Collins still chose his words carefully when asked if he would definitely be there, stopping short of declaring it with certainty. It might all prove to be out of his hands.
“Who knows where I’ll be in ten days, I don’t know myself,” was as far as he would go. “We will see what happens.”
His representatives are entitled to ask questions about Burnley’s direction for the sake of their client. On the face of it, a year as the main man with a strong Championship team learning under a master in his trade Kompany would be no harm.
Momentum is a big thing in any career, though, and Collins improved with every passing week once he got his Burnley chance. There was a last day slip up with the needless concession of a penalty but otherwise the curve was upward and it’s clear he brought that into his Irish performances. Collins was the outstanding Irish player against the Ukrainians, and that makes sense because he was the only starter to see regular Premier League action this term. Cream rises to the top.
The Championship is a high level league, and he experienced it in a variety of positions with Stoke, but perhaps better habits would be maintained if he continues to be challenged by the world’s best.
Maybe he needs to approach any opportunities with the same mindset that tempted him to go for glory when he seized possession on Tuesday. “I just saw the chance and thought ‘listen, if I don’t take it now, I never will’” he explained.

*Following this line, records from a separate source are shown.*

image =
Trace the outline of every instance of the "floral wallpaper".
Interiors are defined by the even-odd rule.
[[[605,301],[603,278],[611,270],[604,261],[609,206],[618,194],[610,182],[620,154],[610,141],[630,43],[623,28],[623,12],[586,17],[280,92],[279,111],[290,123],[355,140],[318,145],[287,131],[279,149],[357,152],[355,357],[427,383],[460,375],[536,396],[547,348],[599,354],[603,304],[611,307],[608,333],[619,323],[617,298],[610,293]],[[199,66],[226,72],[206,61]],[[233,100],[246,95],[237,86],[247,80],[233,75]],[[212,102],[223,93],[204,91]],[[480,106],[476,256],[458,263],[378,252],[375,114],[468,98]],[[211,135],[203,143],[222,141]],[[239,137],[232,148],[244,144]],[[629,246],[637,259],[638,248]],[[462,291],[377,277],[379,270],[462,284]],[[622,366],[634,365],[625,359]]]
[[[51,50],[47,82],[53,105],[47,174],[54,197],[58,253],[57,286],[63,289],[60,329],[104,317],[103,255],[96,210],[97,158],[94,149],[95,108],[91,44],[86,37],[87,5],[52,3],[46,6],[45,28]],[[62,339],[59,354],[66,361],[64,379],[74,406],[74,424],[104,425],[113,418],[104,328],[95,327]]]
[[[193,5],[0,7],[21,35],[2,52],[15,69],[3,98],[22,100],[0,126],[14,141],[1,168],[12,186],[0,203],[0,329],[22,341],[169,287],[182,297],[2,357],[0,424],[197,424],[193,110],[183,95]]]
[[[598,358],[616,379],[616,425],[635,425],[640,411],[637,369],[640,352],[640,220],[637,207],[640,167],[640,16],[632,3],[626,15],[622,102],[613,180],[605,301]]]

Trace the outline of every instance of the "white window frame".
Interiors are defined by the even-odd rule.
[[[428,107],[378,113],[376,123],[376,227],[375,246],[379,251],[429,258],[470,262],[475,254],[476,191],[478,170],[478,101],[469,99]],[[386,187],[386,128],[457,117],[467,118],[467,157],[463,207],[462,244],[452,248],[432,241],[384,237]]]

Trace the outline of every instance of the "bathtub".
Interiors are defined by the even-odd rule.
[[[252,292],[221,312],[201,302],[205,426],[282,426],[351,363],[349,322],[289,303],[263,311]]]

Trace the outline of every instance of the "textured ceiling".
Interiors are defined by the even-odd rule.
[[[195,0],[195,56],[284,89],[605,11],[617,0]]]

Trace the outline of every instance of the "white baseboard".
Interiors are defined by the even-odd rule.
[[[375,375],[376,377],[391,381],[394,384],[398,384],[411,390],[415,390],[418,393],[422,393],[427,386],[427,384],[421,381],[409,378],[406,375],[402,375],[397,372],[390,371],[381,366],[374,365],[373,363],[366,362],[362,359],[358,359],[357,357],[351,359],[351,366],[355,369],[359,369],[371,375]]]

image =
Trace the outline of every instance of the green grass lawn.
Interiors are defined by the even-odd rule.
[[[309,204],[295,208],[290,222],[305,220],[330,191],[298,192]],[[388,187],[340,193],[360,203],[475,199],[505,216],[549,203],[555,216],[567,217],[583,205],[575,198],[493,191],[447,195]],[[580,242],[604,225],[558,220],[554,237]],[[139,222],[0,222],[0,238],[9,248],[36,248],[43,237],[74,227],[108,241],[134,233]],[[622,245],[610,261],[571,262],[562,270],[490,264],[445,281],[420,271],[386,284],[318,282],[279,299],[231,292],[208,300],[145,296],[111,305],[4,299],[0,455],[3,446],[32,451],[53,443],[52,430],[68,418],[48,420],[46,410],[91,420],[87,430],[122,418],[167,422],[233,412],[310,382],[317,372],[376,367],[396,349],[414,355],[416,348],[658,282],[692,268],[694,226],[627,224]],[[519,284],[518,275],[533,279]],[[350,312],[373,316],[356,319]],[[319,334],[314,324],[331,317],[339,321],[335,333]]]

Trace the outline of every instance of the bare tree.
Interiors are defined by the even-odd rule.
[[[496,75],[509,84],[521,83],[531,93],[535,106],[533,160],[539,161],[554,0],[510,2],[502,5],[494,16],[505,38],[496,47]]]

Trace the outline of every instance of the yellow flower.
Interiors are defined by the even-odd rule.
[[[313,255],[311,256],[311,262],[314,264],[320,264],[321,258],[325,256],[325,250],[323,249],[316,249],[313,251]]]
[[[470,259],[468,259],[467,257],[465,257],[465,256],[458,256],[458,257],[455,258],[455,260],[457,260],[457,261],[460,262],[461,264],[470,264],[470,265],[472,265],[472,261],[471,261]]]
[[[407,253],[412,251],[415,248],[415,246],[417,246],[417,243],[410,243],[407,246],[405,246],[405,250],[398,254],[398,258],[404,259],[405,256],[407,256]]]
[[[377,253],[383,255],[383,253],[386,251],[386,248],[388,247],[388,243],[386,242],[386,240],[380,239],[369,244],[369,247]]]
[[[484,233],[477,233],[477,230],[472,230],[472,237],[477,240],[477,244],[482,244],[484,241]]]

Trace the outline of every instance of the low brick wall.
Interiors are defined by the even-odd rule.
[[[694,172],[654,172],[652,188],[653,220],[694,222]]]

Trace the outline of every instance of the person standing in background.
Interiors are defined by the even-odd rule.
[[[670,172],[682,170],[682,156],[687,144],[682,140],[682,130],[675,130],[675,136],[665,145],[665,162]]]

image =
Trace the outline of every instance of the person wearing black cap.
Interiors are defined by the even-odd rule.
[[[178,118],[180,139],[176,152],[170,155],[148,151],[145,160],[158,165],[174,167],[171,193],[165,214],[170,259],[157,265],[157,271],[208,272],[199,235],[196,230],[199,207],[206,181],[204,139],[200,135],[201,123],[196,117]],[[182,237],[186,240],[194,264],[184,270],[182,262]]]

Elite players can do that. What was just as impressive was his ability to come down to earth and keep performing. Perhaps the whole defensive unit switched off after the interval for the Ukrainian leveller, yet Collins made a string of important contributions in the pressure period that followed, and the timing of all his interventions was right on the money.
He’s created a healthy problem for Kenny who can clearly see the benefits of using him in that central position. In doing so, it places scrutiny on the standing of Shane Duffy and if there’s a temptation to switch Duffy to the right of the three then where does Seamus Coleman go if Matt Doherty is available? In every scenario, big characters miss out.
But Collins is graduating to that status now. There’s always a danger of a hype train gathering too much speed and that will need to be tempered, yet this is where Collins’ steady background in a football family stands to him.
His father knows the pitfalls of the gig with David and his wife Michelle managing their son’s money when he penned a first pro deal, putting a portion of his wage into a separate account so he would have security in his life in case England ended early.
Individuals who have worked with him closely do not anticipate a captain through various underage groups to lose the run of himself.
There is a confident and chirpy streak behind the professional gameface, with Collins quipping that he would be ‘top seven’ in the Ireland squad in terms of pace.
It’s not beyond the realms of possibility that he could end up plying his trade with a Premier League club ranked in that bracket. On his well earned rest, he should probably keep that phone close at hand.